Commentary

Another school shooting happened while you weren’t looking

WASHINGTON, DC - FEB 19, 2018: Demonstrators in front of the White House protest the federal government's inaction on gun control following a deadly shooting in a south Florida high school.
WASHINGTON, DC - FEB 19, 2018: Demonstrators in front of the White House protest the federal government's inaction on gun control following a deadly shooting in a south Florida high school. Photo: Shutterstock

Another firearms-related killing at a U.S. high school, this time in Michigan. The alleged shooter, a 15-year-old who used his father’s semi-automatic handgun, killed four students and wounded another seven, including one teacher.

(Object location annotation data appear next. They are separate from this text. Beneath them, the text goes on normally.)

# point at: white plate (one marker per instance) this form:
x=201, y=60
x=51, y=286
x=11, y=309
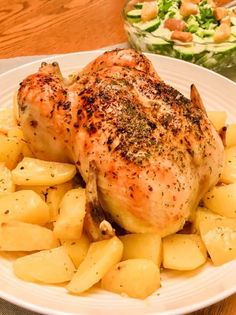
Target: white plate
x=180, y=292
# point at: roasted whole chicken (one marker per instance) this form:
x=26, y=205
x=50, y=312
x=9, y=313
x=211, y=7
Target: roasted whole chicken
x=148, y=151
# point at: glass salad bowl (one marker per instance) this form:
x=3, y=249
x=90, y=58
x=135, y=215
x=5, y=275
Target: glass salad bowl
x=191, y=30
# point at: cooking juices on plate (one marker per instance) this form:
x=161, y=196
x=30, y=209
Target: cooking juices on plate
x=195, y=30
x=147, y=158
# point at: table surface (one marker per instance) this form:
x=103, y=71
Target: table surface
x=33, y=27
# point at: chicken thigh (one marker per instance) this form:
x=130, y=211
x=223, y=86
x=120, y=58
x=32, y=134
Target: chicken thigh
x=155, y=152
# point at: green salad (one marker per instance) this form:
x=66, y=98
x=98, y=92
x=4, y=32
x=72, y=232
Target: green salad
x=192, y=30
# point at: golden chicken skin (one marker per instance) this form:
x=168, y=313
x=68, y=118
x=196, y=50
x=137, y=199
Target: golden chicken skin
x=154, y=152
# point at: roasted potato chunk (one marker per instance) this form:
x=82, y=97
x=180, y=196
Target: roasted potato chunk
x=137, y=278
x=183, y=252
x=48, y=266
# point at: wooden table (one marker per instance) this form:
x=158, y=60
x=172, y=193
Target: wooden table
x=37, y=27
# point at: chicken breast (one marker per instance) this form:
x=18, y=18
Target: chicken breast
x=155, y=152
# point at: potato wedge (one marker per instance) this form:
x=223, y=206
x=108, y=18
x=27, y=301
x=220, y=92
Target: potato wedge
x=218, y=118
x=147, y=246
x=100, y=258
x=222, y=200
x=183, y=252
x=48, y=266
x=6, y=183
x=52, y=195
x=77, y=250
x=37, y=172
x=228, y=175
x=69, y=224
x=10, y=150
x=201, y=215
x=25, y=206
x=219, y=237
x=138, y=278
x=20, y=236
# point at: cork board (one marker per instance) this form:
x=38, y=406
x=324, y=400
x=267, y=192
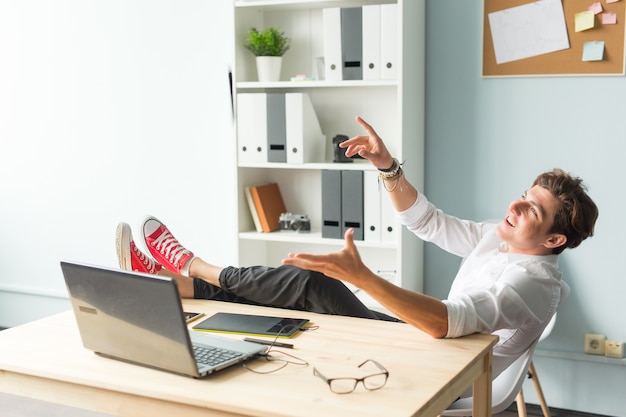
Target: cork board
x=567, y=61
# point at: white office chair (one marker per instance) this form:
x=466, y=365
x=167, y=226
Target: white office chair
x=507, y=387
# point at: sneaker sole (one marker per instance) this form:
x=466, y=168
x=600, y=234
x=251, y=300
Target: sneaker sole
x=122, y=246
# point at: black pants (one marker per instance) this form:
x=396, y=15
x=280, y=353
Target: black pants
x=286, y=287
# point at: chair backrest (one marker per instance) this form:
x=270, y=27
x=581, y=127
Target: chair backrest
x=507, y=385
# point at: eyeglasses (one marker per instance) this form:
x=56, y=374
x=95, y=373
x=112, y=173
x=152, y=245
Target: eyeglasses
x=347, y=385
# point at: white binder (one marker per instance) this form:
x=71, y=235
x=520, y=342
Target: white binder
x=332, y=43
x=389, y=41
x=251, y=128
x=371, y=42
x=305, y=140
x=372, y=207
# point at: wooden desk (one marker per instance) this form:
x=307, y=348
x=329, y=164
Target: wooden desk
x=45, y=359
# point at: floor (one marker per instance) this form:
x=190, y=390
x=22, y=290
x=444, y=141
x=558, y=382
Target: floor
x=14, y=406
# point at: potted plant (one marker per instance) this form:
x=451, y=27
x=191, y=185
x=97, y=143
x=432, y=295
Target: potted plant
x=268, y=46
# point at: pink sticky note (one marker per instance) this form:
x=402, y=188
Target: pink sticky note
x=609, y=18
x=596, y=8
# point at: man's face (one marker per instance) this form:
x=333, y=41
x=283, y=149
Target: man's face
x=528, y=221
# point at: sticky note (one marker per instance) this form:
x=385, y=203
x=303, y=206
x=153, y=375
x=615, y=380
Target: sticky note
x=593, y=51
x=596, y=8
x=609, y=18
x=584, y=21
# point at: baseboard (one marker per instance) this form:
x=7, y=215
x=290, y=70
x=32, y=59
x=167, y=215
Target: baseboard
x=535, y=410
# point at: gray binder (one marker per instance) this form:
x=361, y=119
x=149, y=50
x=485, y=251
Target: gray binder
x=352, y=43
x=331, y=204
x=352, y=202
x=276, y=128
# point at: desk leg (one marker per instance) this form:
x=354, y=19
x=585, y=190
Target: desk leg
x=481, y=404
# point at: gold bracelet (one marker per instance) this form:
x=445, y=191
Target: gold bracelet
x=391, y=172
x=397, y=178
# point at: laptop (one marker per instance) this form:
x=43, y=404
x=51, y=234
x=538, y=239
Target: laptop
x=138, y=318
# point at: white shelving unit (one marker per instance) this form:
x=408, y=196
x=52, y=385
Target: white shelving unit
x=394, y=107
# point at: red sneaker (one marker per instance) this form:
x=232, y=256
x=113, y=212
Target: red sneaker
x=164, y=247
x=129, y=256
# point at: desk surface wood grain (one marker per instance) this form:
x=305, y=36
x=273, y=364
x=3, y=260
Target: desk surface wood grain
x=45, y=359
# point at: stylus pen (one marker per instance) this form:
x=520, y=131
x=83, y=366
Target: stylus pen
x=268, y=342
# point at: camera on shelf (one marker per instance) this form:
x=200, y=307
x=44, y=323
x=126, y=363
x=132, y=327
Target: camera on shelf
x=290, y=222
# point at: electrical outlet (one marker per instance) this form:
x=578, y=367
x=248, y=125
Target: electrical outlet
x=614, y=349
x=595, y=343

Well, “ho-hum yawn” implied the national news by listing this as the sixth story of the evening after possible implications of the new COVID-19 variant, travel bans from African nations, the former twice impeached president’s attempts to block the Department of Justice from looking into his archived documents, contempt citations issued against individuals who refused to testify in front of the House Committee investigating the January 6 invasion of the Capitol, and job statistics on the number of people looking for work.

Related: LGBTQ people are more likely to face sexual violence behind bars. Here’s how survivors are changing the system.

Well, at least four individuals from Michigan will never look for work. They will never be infected by the Omicron variant or travel to or from an African nation. They will not learn the truth about the January 6th insurrection or discover whether those resisting Congressional subpoenas will spend time in jail, or whether the former president will be legally compelled to turn over his documents for review.

Their parents will never see them walk the graduation stage to accept their diplomas.

These students will never again fall in love, or get to drive a car, or raise their own children one day.

They will never again smell a flower or pet a dog, blow out increasing numbers of candles on their birthday cakes, comb their hair, share another intimate embrace, or grow one day older.

No. The victims of the sixth story on the evening news will never experience the joys of life because we the people of the United States of America are not raising our voices loud enough, figuratively standing up high enough or in sufficient numbers to the firearms manufacturers, the gun lobbyists, and the members of the legislative branches in the states and at the federal level to pass meaningful and effective gun safety laws.

And as such, we all remain complicit in the carnage that takes so many of our neighbors and members of our communities and our states. And we will soon forget – if we have not already – the killing and maiming and the names of the victims in Michigan. And we will barely blink when the next shooting occurs, which it most certainly will because we as a nation have become numb.

But we often forget that the national evening news merely mentions only the higher visibility shootings. The media do not mention the little black girl half a continent away who was shot by a stay bullet coming from people arguing in the street in front of her home.

The media do not mention the white man who lost his job and shot out his brains in despair. And the media do not mention those who are left behind by this brutal national culture of firearms.

They do not present stories of possible tourists from other countries who would rather not risk coming to the U.S. over fears of themselves becoming the victims of this violence.

And they neglect to report on the image of the U.S. around the world as a crumbling nation that is literally and figuratively killing itself from within over what others see as an untenable and unsustainable love of firearms and of the Second Amendment.

Unfortunately, I join them in their pessimism for the future of this country. And I ask, what will move us to act against this utter stupidity and, yes, legislative immorality?

If the slaughter of 27 beautiful souls, including 20 young children at Sandy Hook in Connecticut will not move a nation to act, then what will?

If the ruthless murder of 17 beautiful souls at Marjorie Stoneman Douglas High School in Florida will not move a nation to act, then what will?

If the shooting of Reps. Gabby Giffords (D-AZ) and Steve Scalise (R-LA) and President Ronald Reagan – and John and Robert Kennedy, Martin Luther King Jr., Malcolm X, Medgar Evers, and so many other public officials — will not move a nation to act, then what will?

No, unfortunately, I am not optimistic, but though possibly contradictory, I still have hope that one day we will reach a critical mass of critical thinkers who act up and lift their figurative arms literally to disarm our nation.